Torniamo a parlare del nostro film: The Artist. Il film tratta
di George Valentin (Jean Dujardin), divo del cinema muto, e del suo incontro
con Peppy Miller (Bérénice Bejo), giovane aspirante attrice. Ma il film è più incentrato
sul rapporto che Valentin ha con il cinema, e con il suo passaggio da muto a
sonoro: il cinema per lui era una casa accogliente, ora è invece di ventato un
diffidente sconosciuto. Per finire, il tema che lega tutto questo insieme è
quello dell’amore per il cinema, un amore interno e perpetuo da parte del
pubblico nei confronti di Hollywood, in tutte le sue forme evolutesi nel tempo.

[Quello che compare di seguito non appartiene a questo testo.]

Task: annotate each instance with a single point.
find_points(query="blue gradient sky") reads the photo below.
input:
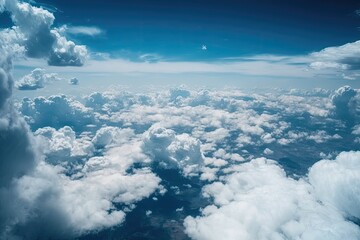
(177, 29)
(259, 43)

Personalmente mi è piaciuto molto, e non me l’aspettavo, in
quanto il mio occhio viene sempre colpito dalla cinematografia, che è praticamente
assente in un film in bianco e nero. Eppure, questo film non solo è riuscito ad
intrattenermi con successo, ma mi ha colpita nell’uso magistrale di piccoli
trucchetti cinematografici. Il fatto di girare in bianco e nero nel 2011 da
infatti dei vantaggi che nel 1940 e anche prima non si potevano avere: il bianco
e nero innanzi tutto ci riporta subito a un’altra epoca, in quanto ai giorni
nostri non si vede molto, il che crea subito una forte istanza storica. Quando
però il film vuole effettivamente farci capire che siamo nel 2011, ha i mezzi
per farlo! Il momento che rappresenta meglio ciò è infatti al minuto 30,
quando, dopo che Valentin ha sbeffeggiato il cinema con suono, torna nel suo
camerino e, quando poggia il bicchiere sul tavolo, sembra sentire per davvero
il suono per la prima volta. Il cinema incontra la verità, la verità diventa la
nostra realtà, tutto questo semplicemente attivando una corta traccia audio
durante il montaggio del film.
Una parte molto forte del film infatti è sicuramente il
montaggio, su cui non mi dilagherò per evitare di fare spoiler sul finale, ma
che è eseguito egregiamente, dinamico in alcuni momenti, lento e drammatico in
altri. Per chi ha visto la parte di montaggio alternato vicino alla fine, può
concordare con me su quanto sia servito a creare suspense risolverla, sempre
restando fedele alla forma “classica” del film, e sfruttandola a proprio
favore.
Ovviamente è necessario un accenno alla recitazione, a Jean Dujardin,
che ha anche vinto l’Oscar al miglior attore grazie a questo ruolo. Gli attori
sono stati davvero egregi, tornando a uno stile di recitazione buffo ed
esagerato, ma perfetto per far arrivare le emozioni al pubblico. Nel mio cuore
sono inoltre rimaste impresse le scene di ballo, di tip tap tra i due
protagonisti, che non solo servivano da motif, per esplicare la crescente attrazione
chimica tra i due, ma che sono intrattenimento nella sua forma più pura e
gioiosa, sempre riportando la mente al cinema di un’epoca passata.